A Cagliari il Maestrale

A Cagliari il Maestrale


A Cagliari il Maestrale
gela l’aria anche se è estate.
A Cagliari il Maestrale
libera il cielo da nuvole e preoccupazioni spazzando via tutte le delusioni.
A Cagliari il Maestrale
spinge via chiunque passi sul molo Ichnusa: i ciclisti, il pescatore, gli anziani che passeggiano, io che fisso il mare in assoluta concentrazione.
Col Maestrale a Cagliari
in passato, ho fissato per ore il mare increspato lasciando a lui le grandi riflessioni, come a un amico fidato a lui si gridano parole che nessuno potrà mai ascoltare: mantiene ogni segreto il Maestrale.
A Cagliari il Maestrale
corre ostinato dal mare alla costa, urta le barche di quei pescatori che non temono di affrontare tempeste o il mare arrabbiato.
A Cagliari il Maestrale
una volta mi ha confessato che sarebbe passato tutto, faceva freddo, i piedi gelati, il volto col rimmel squagliato il mio cappotto mezzo allacciato e delle scarpe nuove che mi piacevano tanto.

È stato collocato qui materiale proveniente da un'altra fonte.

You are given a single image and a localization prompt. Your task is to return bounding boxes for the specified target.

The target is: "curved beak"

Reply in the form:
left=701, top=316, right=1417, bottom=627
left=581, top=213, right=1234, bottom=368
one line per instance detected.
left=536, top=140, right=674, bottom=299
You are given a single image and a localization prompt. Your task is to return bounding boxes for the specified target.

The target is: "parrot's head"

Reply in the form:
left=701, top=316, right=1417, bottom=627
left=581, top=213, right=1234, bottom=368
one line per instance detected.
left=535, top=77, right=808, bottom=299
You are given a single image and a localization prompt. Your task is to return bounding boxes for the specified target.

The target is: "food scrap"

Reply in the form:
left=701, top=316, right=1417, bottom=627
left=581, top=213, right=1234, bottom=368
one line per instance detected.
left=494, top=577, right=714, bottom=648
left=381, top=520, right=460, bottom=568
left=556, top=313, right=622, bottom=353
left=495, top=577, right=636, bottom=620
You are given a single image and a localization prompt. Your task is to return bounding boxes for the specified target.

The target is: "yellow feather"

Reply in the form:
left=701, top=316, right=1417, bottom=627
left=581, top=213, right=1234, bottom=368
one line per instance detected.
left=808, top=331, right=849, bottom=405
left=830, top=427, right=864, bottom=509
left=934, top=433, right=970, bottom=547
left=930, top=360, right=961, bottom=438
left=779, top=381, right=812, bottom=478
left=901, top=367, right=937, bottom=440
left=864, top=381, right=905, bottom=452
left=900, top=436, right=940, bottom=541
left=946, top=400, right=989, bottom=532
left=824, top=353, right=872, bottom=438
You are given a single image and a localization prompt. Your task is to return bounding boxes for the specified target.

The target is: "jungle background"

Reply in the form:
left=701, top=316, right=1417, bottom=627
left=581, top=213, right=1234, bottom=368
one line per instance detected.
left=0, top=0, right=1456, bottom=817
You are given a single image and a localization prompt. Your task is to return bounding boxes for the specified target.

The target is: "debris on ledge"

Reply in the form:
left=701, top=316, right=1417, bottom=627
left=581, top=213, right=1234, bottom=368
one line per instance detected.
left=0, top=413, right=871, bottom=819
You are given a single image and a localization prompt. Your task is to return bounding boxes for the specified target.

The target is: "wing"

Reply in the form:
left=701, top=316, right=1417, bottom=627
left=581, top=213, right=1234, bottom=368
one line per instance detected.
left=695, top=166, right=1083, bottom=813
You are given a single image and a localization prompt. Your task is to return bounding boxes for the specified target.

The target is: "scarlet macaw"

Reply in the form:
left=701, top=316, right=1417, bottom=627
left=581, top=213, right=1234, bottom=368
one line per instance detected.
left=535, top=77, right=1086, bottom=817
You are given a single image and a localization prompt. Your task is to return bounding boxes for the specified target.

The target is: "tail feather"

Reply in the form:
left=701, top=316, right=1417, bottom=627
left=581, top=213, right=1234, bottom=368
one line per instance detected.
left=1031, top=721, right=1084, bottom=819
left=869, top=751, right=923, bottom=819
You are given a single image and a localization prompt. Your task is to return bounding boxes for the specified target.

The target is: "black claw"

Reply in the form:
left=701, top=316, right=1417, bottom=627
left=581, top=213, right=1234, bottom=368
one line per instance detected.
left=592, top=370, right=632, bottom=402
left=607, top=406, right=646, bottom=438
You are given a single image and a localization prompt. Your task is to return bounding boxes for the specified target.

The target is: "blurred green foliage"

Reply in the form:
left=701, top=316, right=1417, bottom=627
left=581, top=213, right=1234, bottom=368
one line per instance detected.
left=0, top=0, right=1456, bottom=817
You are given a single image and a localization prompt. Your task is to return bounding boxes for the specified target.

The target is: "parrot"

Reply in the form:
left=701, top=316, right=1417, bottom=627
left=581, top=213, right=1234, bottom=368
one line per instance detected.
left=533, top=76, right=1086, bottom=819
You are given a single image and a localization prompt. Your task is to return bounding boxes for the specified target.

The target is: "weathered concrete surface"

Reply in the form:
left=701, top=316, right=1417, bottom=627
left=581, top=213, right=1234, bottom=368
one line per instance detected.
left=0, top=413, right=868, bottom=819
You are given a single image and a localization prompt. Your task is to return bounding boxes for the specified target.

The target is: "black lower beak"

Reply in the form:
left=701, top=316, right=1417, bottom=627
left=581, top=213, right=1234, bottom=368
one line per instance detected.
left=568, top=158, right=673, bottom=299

A Cagliari quando c’è il Maestrale
sembra l’amore tra due persone, non si può nascondere né ignorare, si erge maestoso dall’alto del cielo turchese il maestrale, lasciando qualche timida nuvola solo lungo l’orizzonte del mare.
A Cagliari il Maestrale
è fastidioso, indispone tutti, costringe le barche nei porti dove comunque increspa l’anima di ogni flutto, di ogni pesce, di ogni umano, di tutte le alghe almeno dello strato superficiale e forse anche di quelle sotto, a causa di quel piglio deciso, tanto determinato da cambiare volto alle vie della città vecchia dove spazza da terra giornali, volantini, la vecchietta, le sedie di legno delle taverne, qualsiasi nuvola avesse mai desiderato restare.
Cagliari col Maestrale
mostra la sua bellezza senza veli, senza voci, senza strade gremite, senza suoni, fatta eccezione per quel sibilo che dal Bastione scorre per i vicoli della città vecchia fino al porto dove sembra non volersene mai andare:
ma una mattina di un giorno pari ti svegli ed è già volato via, il Maestrale.